The problem with being the CEO of a controversial multi-billion dollar Silicon Valley startup is once controversy darkens your door it inevitably seems their business-related skeletons come crashing out of the closet, or boardroom as it may be. The New York Times has reported that Apple CEO Tim Cook accused Uber CEO Travis Kalanick of tracking iPhone users even after the Uber app was deleted from the device. In 2015, Cook was said to be so annoyed over the matter that he threatened to drop Uber from the Apple app store if they didn’t comply.
This is just one more black eye to the company that was once heralded as being on the edge of ingenuity. From multiple sexual harassment accusations to lawsuits from Google over alleged stolen technology to the company allegedly taking advantage of their drivers. Uber has vehemently denied Apple’s accusation saying it wasn’t tracking iPhone users but were protecting themselves from people who would use stolen phones to try to get out of paying for expensive rides. Uber specifically has said this is mostly a problem in China.
While Uber may seem like a morally ambiguous company at best, are any of these scandals really hurting their business?
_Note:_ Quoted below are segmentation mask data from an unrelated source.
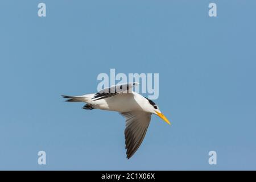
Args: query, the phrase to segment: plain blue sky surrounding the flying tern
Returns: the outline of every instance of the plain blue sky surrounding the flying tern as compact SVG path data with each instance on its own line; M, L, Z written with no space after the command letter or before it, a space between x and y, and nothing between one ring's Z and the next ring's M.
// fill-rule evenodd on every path
M0 7L0 169L256 169L255 1ZM60 97L96 92L97 75L110 68L159 73L155 102L172 122L153 116L130 160L121 115ZM210 150L217 165L208 164Z

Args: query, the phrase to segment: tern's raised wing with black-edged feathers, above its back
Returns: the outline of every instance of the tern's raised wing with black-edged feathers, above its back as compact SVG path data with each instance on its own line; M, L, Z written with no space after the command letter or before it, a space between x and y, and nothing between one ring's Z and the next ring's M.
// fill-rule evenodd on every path
M131 89L135 85L138 85L138 83L134 82L134 83L118 84L118 85L111 86L109 88L103 89L100 92L96 93L93 96L92 100L97 101L102 98L115 96L116 94L119 94L119 93L131 93Z

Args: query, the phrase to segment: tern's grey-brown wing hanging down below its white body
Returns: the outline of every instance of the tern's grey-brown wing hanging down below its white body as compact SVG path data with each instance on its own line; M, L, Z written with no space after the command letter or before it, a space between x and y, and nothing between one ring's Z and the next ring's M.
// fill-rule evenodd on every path
M151 114L143 111L130 111L121 114L126 118L125 148L127 159L129 159L141 146Z

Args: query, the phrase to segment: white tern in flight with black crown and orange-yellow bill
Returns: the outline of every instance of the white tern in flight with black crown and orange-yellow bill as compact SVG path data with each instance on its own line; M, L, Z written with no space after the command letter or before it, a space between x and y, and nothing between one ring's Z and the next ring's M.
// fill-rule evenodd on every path
M126 158L130 159L141 146L152 114L158 115L171 125L155 102L133 91L133 87L137 85L138 82L127 82L110 86L97 93L62 97L67 98L67 102L85 102L86 105L82 109L117 111L125 117Z

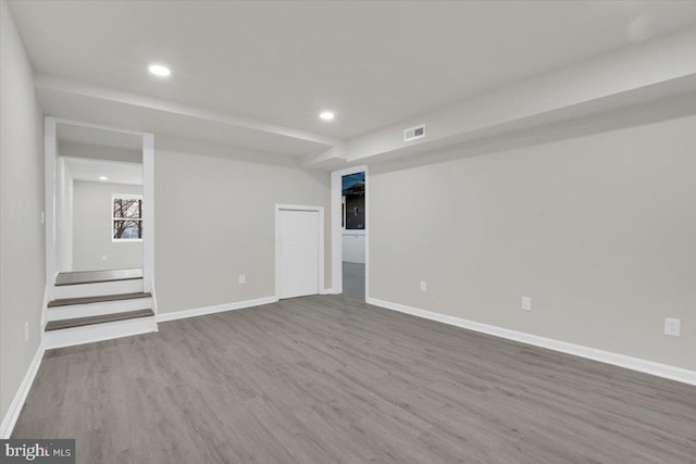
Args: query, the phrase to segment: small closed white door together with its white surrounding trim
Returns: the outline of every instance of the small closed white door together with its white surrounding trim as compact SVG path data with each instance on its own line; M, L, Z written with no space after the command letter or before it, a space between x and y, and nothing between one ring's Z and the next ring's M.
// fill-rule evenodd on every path
M318 294L324 286L324 209L276 205L276 294Z

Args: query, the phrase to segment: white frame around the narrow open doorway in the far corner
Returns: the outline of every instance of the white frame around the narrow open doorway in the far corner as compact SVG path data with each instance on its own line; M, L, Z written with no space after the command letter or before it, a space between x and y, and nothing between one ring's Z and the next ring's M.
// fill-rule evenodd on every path
M343 177L365 173L365 301L370 298L370 173L368 166L355 166L331 173L331 279L332 293L344 292L344 231L341 223Z

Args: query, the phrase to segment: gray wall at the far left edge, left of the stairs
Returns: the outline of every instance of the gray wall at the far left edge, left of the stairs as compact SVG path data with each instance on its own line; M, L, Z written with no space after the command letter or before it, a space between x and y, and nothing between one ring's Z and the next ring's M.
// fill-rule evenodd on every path
M44 120L32 68L0 2L0 421L40 339L45 289ZM24 324L29 340L24 341Z

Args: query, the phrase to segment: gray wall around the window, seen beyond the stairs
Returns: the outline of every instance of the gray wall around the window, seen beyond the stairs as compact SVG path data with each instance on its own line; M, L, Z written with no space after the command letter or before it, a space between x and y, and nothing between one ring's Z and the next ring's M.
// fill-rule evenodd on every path
M141 241L111 241L111 196L142 195L142 186L84 180L73 186L73 271L142 267Z

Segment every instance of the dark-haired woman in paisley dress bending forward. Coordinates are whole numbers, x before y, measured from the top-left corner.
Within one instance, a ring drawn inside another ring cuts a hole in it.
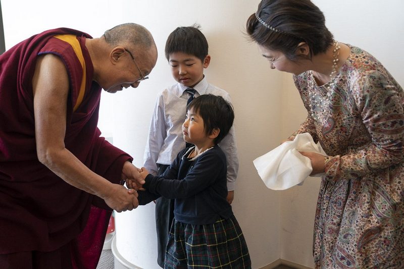
[[[316,268],[404,268],[404,92],[363,49],[337,42],[310,0],[262,0],[247,33],[272,69],[293,73],[310,133],[327,156],[317,202]]]

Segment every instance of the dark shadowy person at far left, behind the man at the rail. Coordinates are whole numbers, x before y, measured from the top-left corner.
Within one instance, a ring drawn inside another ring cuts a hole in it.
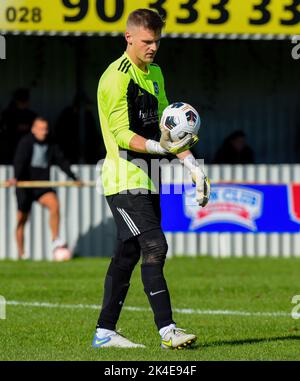
[[[30,132],[37,114],[30,108],[30,91],[17,89],[0,118],[0,163],[12,164],[19,141]]]

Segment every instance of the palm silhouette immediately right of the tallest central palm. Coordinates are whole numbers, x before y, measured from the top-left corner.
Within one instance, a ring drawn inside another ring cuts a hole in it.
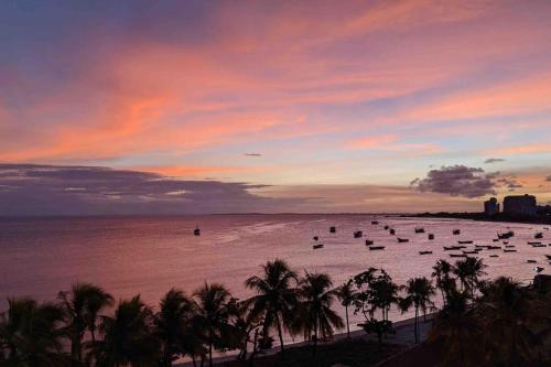
[[[333,336],[333,328],[343,328],[343,319],[332,310],[336,292],[328,274],[310,273],[299,282],[299,315],[295,325],[304,332],[304,338],[313,339],[315,357],[317,341]]]

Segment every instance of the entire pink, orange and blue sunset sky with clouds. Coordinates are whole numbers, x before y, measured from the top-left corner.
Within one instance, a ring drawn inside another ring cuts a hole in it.
[[[551,203],[551,1],[2,1],[0,215]]]

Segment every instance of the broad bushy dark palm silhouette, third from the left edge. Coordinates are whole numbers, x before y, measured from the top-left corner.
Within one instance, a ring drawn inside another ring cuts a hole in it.
[[[98,367],[153,366],[160,358],[153,312],[139,295],[120,301],[114,316],[101,316],[99,333],[102,339],[93,344],[90,354]]]

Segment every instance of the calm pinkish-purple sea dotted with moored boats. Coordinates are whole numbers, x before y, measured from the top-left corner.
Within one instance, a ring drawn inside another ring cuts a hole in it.
[[[8,296],[52,300],[75,281],[100,284],[117,299],[140,293],[152,305],[172,287],[192,293],[205,281],[222,282],[235,295],[246,298],[245,279],[274,258],[288,260],[300,271],[327,272],[335,285],[368,267],[385,268],[395,281],[403,283],[410,277],[429,277],[440,258],[455,260],[442,246],[457,245],[458,239],[496,245],[491,238],[508,227],[516,233],[510,245],[518,252],[482,251],[488,277],[504,274],[528,282],[534,276],[534,265],[527,263],[528,259],[550,273],[544,255],[551,248],[527,245],[536,231],[544,233],[544,244],[551,242],[551,231],[543,226],[383,216],[374,226],[372,219],[360,215],[2,219],[0,310]],[[193,236],[196,225],[202,236]],[[397,236],[410,242],[398,244],[383,225],[396,228]],[[337,233],[329,234],[329,226],[336,226]],[[414,234],[417,226],[434,233],[436,239],[429,241],[426,234]],[[454,228],[461,228],[461,236],[452,235]],[[365,238],[353,238],[357,229],[364,230]],[[325,245],[323,249],[312,249],[315,235]],[[369,251],[366,238],[386,249]],[[420,250],[433,253],[420,256]],[[489,258],[490,253],[499,257]],[[408,316],[391,314],[393,320]]]

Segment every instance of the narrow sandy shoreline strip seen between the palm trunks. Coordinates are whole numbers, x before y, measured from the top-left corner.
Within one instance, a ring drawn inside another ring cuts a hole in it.
[[[425,338],[426,333],[429,331],[429,327],[431,325],[431,321],[434,317],[435,313],[430,313],[426,314],[426,322],[423,321],[423,316],[419,316],[419,325],[421,328],[421,342]],[[412,327],[414,324],[415,317],[410,317],[410,319],[404,319],[397,321],[396,323],[392,323],[392,327],[396,331],[395,335],[388,335],[386,339],[383,339],[383,344],[397,344],[397,345],[403,345],[406,348],[410,348],[411,346],[415,345],[413,342],[412,337]],[[317,345],[318,346],[324,346],[324,345],[331,345],[334,343],[338,343],[342,341],[345,341],[347,337],[347,333],[336,333],[333,335],[333,338],[326,342],[320,342]],[[377,337],[374,335],[367,334],[363,330],[355,330],[350,331],[350,339],[359,339],[359,338],[366,338],[370,341],[376,341]],[[411,338],[411,341],[409,341]],[[309,345],[307,341],[302,341],[302,342],[296,342],[296,343],[290,343],[285,345],[285,350],[291,349],[291,348],[300,348],[300,347],[305,347]],[[267,356],[272,356],[278,354],[281,350],[279,346],[274,346],[270,349],[264,349],[262,353],[258,354],[255,357],[255,360],[261,359],[262,357]],[[225,356],[219,356],[213,358],[213,365],[219,365],[228,361],[236,360],[237,354],[235,355],[225,355]],[[193,367],[193,361],[182,361],[174,364],[174,367]]]

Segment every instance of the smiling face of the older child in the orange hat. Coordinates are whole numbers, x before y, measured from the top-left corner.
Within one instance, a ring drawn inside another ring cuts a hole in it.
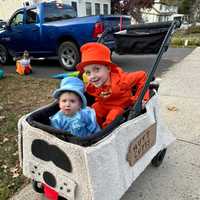
[[[84,67],[88,81],[95,87],[101,87],[110,80],[110,69],[105,65],[92,64]]]

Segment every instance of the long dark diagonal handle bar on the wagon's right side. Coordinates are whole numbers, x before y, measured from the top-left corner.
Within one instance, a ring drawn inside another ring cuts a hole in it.
[[[169,30],[168,30],[168,32],[167,32],[167,34],[166,34],[166,36],[165,36],[165,38],[164,38],[164,40],[162,42],[162,45],[161,45],[161,47],[159,49],[157,57],[156,57],[156,59],[154,61],[154,64],[152,66],[152,69],[151,69],[150,73],[148,74],[148,77],[147,77],[146,83],[145,83],[145,85],[144,85],[144,87],[142,89],[142,92],[140,93],[136,103],[134,104],[134,106],[130,110],[130,113],[129,113],[129,116],[128,116],[128,120],[133,119],[133,118],[137,117],[138,115],[140,115],[140,113],[142,111],[142,100],[144,98],[144,95],[145,95],[147,89],[149,88],[150,82],[151,82],[151,80],[152,80],[152,78],[153,78],[153,76],[155,74],[155,71],[156,71],[156,69],[158,67],[158,64],[159,64],[159,62],[160,62],[160,60],[162,58],[162,55],[163,55],[164,50],[165,50],[165,47],[167,47],[168,44],[169,44],[170,36],[171,36],[173,30],[175,28],[177,28],[177,27],[180,27],[180,22],[178,20],[172,21],[171,26],[170,26],[170,28],[169,28]]]

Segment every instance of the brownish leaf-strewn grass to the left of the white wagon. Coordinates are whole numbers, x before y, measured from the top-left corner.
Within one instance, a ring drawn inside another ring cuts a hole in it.
[[[0,200],[9,199],[29,180],[18,159],[17,122],[21,116],[53,101],[58,81],[7,74],[0,79]]]

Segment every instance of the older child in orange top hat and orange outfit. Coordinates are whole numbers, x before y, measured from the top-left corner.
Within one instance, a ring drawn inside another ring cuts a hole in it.
[[[91,42],[81,47],[82,58],[77,69],[87,75],[86,91],[95,97],[98,123],[105,128],[137,100],[147,75],[144,71],[126,73],[111,62],[110,49],[103,44]],[[132,88],[137,90],[134,96]],[[145,95],[148,99],[148,94]]]

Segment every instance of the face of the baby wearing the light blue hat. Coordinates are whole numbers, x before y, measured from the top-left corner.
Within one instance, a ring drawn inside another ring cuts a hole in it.
[[[72,116],[81,109],[81,99],[73,92],[65,92],[59,98],[59,107],[67,116]]]

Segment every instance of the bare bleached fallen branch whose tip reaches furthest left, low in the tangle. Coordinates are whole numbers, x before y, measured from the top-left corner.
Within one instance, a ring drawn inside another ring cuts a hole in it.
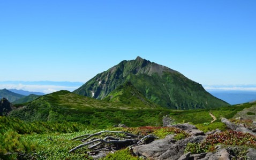
[[[137,143],[138,140],[135,140],[135,139],[125,139],[125,140],[110,140],[110,141],[107,141],[107,140],[103,140],[103,139],[95,139],[93,141],[89,141],[89,142],[86,142],[86,143],[82,143],[81,145],[77,146],[77,147],[74,147],[73,149],[71,149],[69,151],[69,153],[71,153],[72,151],[75,151],[81,147],[84,147],[84,146],[87,146],[87,145],[90,145],[94,142],[103,142],[103,143]]]

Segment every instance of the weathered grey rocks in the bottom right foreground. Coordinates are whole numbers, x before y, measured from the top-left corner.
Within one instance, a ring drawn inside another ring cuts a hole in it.
[[[254,130],[250,130],[245,125],[236,125],[228,119],[222,118],[222,122],[229,127],[231,130],[250,133],[256,136],[253,132],[255,131],[255,122],[254,122]],[[256,159],[256,150],[254,148],[248,148],[246,151],[246,155],[236,155],[237,153],[234,150],[239,150],[237,146],[223,146],[217,145],[215,146],[215,151],[209,153],[200,153],[200,154],[191,154],[191,152],[185,153],[185,148],[188,143],[201,143],[206,140],[208,135],[214,135],[220,133],[220,130],[214,130],[212,132],[204,133],[197,129],[194,125],[185,123],[185,124],[177,124],[177,125],[169,125],[170,127],[177,127],[179,129],[184,130],[185,132],[190,134],[190,137],[175,141],[174,135],[168,135],[164,139],[155,140],[147,145],[135,146],[133,147],[133,153],[140,157],[145,157],[148,159],[171,159],[171,160],[187,160],[187,159],[232,159],[232,158],[240,158],[240,159]]]

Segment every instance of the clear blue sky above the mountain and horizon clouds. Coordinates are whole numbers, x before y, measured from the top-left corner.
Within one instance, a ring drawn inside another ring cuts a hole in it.
[[[1,1],[0,81],[85,83],[138,55],[203,85],[255,85],[256,1]]]

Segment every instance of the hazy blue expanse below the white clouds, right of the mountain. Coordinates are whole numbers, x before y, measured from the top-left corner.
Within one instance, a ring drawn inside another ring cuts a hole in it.
[[[252,91],[209,91],[215,97],[231,105],[252,102],[256,100],[256,92]]]

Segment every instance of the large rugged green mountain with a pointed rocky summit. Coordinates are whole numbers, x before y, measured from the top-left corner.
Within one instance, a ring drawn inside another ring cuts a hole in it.
[[[229,105],[178,71],[140,57],[124,60],[97,74],[73,93],[102,100],[126,82],[130,82],[151,102],[166,108],[183,110]]]

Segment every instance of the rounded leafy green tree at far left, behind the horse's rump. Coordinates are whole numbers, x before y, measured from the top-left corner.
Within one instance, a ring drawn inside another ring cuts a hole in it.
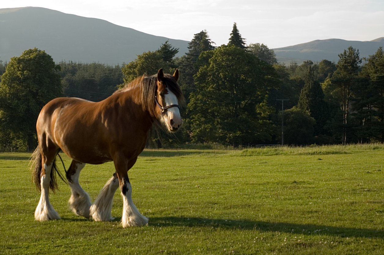
[[[10,59],[0,82],[0,131],[9,136],[8,143],[35,148],[41,108],[62,95],[59,69],[50,55],[37,48]]]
Do the everyday users of Uber know of the company’s many PR woes and if they do has it discouraged anyone from continuing to use the ride sharing app? So far competitors have failed to capitalize on Uber’s supposed downfall. Competing services like Lyft have started to make moves into formerly exclusive Uber markets but is Uber’s cache so great that their brand will be like the Xerox of their industry? Only time will tell.